Minha mãe era a pior. Ela nunca me censurava, mas ficava implorando com uma expressão de sofrimento, que eu dissesse o que que ela tinha feito de errado. Dizia que sabia que os médicos achavam que ela tinha feito alguma besteira, porque ficavam enchendo-a de perguntas sobre quando parei de usar fraldas, sendo que eu tinha sido perfeitamente educada e nunca lhe dera trabalho nenhum.”

PLATH, Sylvia. A Redoma de Vidro.p.227.

Sylvia Plath morreu antes de ver seu trabalho reconhecido.
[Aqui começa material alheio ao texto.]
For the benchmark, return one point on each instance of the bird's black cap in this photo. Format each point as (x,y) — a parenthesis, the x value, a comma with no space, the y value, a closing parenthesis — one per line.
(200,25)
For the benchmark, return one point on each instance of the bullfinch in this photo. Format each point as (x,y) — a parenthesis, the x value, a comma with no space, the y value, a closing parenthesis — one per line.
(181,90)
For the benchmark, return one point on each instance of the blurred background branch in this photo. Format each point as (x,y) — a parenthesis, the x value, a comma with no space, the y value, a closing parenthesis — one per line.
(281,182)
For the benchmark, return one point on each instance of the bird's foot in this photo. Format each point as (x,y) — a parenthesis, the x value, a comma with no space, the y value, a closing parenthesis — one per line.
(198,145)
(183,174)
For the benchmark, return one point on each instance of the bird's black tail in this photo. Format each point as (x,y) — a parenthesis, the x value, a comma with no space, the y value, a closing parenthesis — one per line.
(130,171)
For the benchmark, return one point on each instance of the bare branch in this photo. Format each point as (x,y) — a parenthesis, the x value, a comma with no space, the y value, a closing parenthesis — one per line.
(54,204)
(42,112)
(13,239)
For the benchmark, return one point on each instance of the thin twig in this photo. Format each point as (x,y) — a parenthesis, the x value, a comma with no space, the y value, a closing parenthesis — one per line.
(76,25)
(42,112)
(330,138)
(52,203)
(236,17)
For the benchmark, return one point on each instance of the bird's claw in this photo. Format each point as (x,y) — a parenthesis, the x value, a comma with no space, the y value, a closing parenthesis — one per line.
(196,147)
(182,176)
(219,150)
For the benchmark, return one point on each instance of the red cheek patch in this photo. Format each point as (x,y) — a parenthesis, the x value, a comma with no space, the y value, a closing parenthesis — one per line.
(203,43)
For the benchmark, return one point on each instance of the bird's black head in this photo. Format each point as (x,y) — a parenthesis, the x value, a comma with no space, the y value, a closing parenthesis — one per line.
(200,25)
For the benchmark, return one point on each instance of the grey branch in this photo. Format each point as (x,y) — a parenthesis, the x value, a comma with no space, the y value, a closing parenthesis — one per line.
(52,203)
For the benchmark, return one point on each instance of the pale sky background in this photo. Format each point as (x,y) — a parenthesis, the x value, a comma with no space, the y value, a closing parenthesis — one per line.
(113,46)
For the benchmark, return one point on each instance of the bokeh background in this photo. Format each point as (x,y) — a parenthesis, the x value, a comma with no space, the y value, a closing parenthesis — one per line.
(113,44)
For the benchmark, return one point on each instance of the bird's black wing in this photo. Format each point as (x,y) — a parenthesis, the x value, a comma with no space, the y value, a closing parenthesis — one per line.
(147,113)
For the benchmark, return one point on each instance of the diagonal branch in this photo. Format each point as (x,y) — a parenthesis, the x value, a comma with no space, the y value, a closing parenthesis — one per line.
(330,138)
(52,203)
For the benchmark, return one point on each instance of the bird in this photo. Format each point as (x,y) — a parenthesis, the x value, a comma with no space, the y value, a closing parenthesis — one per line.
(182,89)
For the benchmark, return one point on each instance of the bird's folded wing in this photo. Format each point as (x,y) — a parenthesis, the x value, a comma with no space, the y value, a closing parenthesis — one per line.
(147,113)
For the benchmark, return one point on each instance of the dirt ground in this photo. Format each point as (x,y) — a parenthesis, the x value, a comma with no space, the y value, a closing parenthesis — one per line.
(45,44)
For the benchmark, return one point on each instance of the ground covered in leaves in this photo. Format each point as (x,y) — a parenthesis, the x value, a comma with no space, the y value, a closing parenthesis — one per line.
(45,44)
Praticamente toda sua obra de poetisa, contista e romancista foi publicada depois de sua morte. Inclusive diários escritos entre 1950 e 1962, sob o qual imperou o controle editorial do ex-marido, boy lixo e também escritor Ted Hughes. Esse senhor destruiu alguns cadernos e manteve outros dois trancados em sua gaveta de 1963 até a década de 90 quando ele estava prestes a falecer.

Sylvia Plath tirou a própria vida em fevereiro de 1963.
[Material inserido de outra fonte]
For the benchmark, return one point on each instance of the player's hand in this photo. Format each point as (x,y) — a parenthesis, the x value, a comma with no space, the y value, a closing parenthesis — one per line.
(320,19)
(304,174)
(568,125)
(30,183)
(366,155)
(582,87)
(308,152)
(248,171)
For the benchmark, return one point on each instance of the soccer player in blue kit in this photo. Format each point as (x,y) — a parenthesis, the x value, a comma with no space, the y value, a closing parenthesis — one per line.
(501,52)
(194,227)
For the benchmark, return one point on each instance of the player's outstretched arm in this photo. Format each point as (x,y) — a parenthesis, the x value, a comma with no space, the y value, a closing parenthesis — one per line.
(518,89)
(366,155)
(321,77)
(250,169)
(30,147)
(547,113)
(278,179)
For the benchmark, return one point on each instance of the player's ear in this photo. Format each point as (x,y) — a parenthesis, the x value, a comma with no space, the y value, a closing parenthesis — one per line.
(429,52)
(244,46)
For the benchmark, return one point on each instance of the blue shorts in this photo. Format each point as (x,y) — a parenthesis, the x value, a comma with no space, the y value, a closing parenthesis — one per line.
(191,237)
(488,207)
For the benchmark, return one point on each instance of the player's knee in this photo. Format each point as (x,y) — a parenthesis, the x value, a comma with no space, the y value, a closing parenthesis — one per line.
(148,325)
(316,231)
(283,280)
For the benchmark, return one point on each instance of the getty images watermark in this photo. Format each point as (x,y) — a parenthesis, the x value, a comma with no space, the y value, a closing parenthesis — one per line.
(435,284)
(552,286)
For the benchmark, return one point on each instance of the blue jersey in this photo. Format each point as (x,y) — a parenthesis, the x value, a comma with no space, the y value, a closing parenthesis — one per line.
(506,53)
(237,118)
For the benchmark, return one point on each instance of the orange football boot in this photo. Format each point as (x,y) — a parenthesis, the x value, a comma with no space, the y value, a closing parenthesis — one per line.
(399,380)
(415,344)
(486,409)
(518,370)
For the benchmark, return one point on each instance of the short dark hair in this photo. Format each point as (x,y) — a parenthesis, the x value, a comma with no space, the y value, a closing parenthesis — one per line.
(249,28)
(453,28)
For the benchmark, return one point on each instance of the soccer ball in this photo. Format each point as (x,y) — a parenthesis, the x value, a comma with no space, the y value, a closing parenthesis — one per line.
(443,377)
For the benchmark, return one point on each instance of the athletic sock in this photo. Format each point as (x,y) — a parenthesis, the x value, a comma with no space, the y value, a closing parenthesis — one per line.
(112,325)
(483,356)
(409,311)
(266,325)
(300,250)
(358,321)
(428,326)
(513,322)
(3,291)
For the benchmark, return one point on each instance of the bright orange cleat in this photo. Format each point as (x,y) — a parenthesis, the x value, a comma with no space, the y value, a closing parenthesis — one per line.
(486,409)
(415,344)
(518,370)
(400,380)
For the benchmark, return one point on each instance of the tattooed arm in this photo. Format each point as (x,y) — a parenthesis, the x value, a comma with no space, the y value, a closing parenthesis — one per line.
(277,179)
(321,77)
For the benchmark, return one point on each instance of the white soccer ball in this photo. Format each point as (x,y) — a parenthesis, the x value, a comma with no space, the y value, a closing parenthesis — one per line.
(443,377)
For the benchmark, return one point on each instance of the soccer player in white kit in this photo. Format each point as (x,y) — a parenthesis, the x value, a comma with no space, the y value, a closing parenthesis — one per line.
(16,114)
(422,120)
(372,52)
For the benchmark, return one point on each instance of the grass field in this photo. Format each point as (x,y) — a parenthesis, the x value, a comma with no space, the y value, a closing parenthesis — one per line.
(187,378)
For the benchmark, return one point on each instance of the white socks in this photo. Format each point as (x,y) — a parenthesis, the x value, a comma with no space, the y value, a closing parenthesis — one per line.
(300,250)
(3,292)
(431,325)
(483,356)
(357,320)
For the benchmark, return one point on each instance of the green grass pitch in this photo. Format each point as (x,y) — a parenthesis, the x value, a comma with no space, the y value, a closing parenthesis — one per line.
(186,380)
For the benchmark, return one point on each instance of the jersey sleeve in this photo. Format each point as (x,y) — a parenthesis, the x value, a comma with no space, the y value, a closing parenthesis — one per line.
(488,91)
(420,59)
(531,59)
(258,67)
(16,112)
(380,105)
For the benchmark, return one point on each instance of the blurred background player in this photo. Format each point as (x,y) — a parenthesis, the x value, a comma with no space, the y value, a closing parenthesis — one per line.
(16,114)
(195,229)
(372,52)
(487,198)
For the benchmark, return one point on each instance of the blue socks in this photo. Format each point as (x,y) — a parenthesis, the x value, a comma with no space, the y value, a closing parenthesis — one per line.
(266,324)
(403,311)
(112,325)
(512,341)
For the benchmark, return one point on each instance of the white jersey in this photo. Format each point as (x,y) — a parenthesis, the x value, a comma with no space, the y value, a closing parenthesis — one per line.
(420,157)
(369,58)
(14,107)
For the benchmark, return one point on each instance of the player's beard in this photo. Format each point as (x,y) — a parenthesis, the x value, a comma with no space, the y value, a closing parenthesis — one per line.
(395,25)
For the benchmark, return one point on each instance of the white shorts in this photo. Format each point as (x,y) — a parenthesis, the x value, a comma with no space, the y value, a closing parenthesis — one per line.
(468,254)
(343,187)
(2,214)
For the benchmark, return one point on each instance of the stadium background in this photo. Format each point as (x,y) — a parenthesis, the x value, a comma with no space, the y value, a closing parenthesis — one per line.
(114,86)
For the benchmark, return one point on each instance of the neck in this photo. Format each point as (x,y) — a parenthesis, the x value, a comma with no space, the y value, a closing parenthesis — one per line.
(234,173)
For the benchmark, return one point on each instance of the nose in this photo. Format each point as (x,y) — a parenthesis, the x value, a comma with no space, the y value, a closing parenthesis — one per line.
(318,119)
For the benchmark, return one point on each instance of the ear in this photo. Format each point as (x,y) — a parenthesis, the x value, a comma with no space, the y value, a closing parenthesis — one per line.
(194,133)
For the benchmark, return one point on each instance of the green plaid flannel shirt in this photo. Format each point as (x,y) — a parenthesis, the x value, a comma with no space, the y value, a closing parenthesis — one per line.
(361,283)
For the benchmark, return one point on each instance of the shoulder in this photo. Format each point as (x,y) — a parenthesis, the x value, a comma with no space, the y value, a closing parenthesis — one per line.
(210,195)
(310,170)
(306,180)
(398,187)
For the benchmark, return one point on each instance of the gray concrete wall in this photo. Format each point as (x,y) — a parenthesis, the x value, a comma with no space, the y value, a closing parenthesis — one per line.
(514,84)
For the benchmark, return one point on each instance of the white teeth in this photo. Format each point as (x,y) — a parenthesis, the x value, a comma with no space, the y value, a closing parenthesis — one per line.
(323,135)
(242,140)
A Redoma de vidro é o único romance de Sylvia. É uma ficção autobiográfica. A personagem principal se chama Esther Greenwood. O livro se passa em 1953 e fala de uma garota genial, sempre a melhor aluna, a que rapa todos os concursos de escrita, tem uma bolsa ótima em uma universidade e que foi escolhida para um estágio de um mês em uma revista de moda de Nova York.

Bem, Sylvia sempre foi aluna brilhante, fez faculdade em Boston, estágio na Seventeen Magazine no ano de 1953… e por aí vai.

Sylvia Plath

Ela mesma disse que as questões de conflitos sobre o papel da mulher na sociedade são ficcionais, mas que o resto ela passou por tudo.
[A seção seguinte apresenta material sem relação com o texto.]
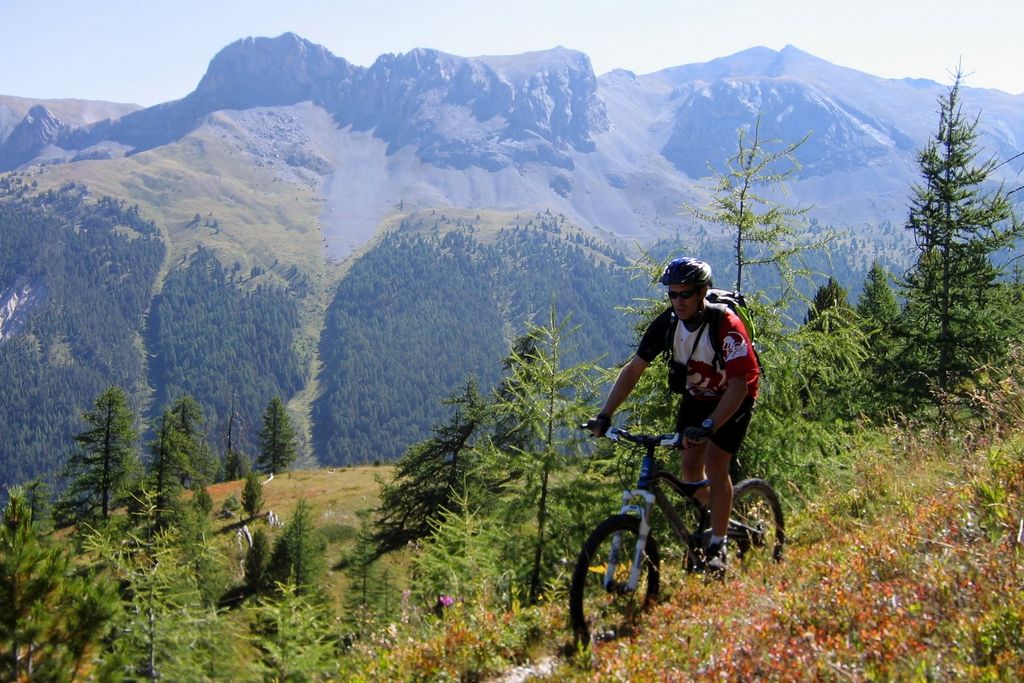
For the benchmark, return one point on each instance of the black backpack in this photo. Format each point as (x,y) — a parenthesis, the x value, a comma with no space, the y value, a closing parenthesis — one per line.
(717,303)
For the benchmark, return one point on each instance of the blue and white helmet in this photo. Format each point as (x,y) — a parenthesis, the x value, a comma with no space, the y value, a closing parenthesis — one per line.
(686,271)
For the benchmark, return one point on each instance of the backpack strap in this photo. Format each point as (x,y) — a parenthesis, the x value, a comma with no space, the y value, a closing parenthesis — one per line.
(709,324)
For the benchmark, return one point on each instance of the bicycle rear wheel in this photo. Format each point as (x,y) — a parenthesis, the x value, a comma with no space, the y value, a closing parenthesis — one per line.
(756,527)
(601,612)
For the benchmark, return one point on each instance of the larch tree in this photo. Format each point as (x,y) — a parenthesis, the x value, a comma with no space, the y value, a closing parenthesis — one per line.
(278,447)
(953,323)
(105,462)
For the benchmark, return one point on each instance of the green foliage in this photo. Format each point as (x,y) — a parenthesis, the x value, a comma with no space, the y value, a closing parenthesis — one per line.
(955,318)
(541,395)
(294,634)
(169,461)
(464,558)
(419,313)
(883,375)
(370,600)
(428,477)
(278,445)
(82,271)
(764,231)
(51,617)
(105,465)
(252,495)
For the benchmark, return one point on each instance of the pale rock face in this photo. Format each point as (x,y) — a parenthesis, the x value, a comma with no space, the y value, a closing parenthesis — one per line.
(622,153)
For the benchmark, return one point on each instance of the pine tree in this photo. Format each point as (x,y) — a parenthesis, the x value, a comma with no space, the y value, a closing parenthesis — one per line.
(278,447)
(298,553)
(878,304)
(201,466)
(764,231)
(294,636)
(829,300)
(879,312)
(168,631)
(168,467)
(952,324)
(105,464)
(430,473)
(257,562)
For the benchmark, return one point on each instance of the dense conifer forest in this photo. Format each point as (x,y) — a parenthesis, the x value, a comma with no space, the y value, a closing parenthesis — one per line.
(84,269)
(422,312)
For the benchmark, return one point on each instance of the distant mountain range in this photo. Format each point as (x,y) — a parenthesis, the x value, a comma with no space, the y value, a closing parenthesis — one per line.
(621,153)
(302,226)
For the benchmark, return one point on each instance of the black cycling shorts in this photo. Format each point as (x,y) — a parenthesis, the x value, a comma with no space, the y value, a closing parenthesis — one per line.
(728,436)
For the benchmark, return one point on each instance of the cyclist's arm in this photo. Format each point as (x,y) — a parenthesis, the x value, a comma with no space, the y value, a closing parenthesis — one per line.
(735,392)
(625,383)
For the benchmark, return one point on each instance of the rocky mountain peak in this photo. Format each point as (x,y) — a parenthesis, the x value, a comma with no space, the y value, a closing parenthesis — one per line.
(266,72)
(39,128)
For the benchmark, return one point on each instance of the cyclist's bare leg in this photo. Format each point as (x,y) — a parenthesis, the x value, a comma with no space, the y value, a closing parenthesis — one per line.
(692,469)
(717,465)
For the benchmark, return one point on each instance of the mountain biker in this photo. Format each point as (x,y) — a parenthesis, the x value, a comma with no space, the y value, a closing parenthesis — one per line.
(717,402)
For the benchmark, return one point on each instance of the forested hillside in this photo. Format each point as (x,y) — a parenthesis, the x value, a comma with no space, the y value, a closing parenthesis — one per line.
(426,309)
(76,276)
(228,346)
É um livro muito gostoso de ler. Apesar dos temas sensíveis a escrita dela é a coisa mais linda. Entrou para a lista seleta de favoritos.

O leitor vai acompanhar a deterioração mental de uma garota entre seus 19 e 20 anos, que está passando por um momento de depressão severa. De cara dá para perceber que ela não está bem, mas é devagar e bem construído que acompanhamos o agravamento da depressão. O limite que separa o dia em que as coisas estavam sob controle para o dia que degringolou é tênue.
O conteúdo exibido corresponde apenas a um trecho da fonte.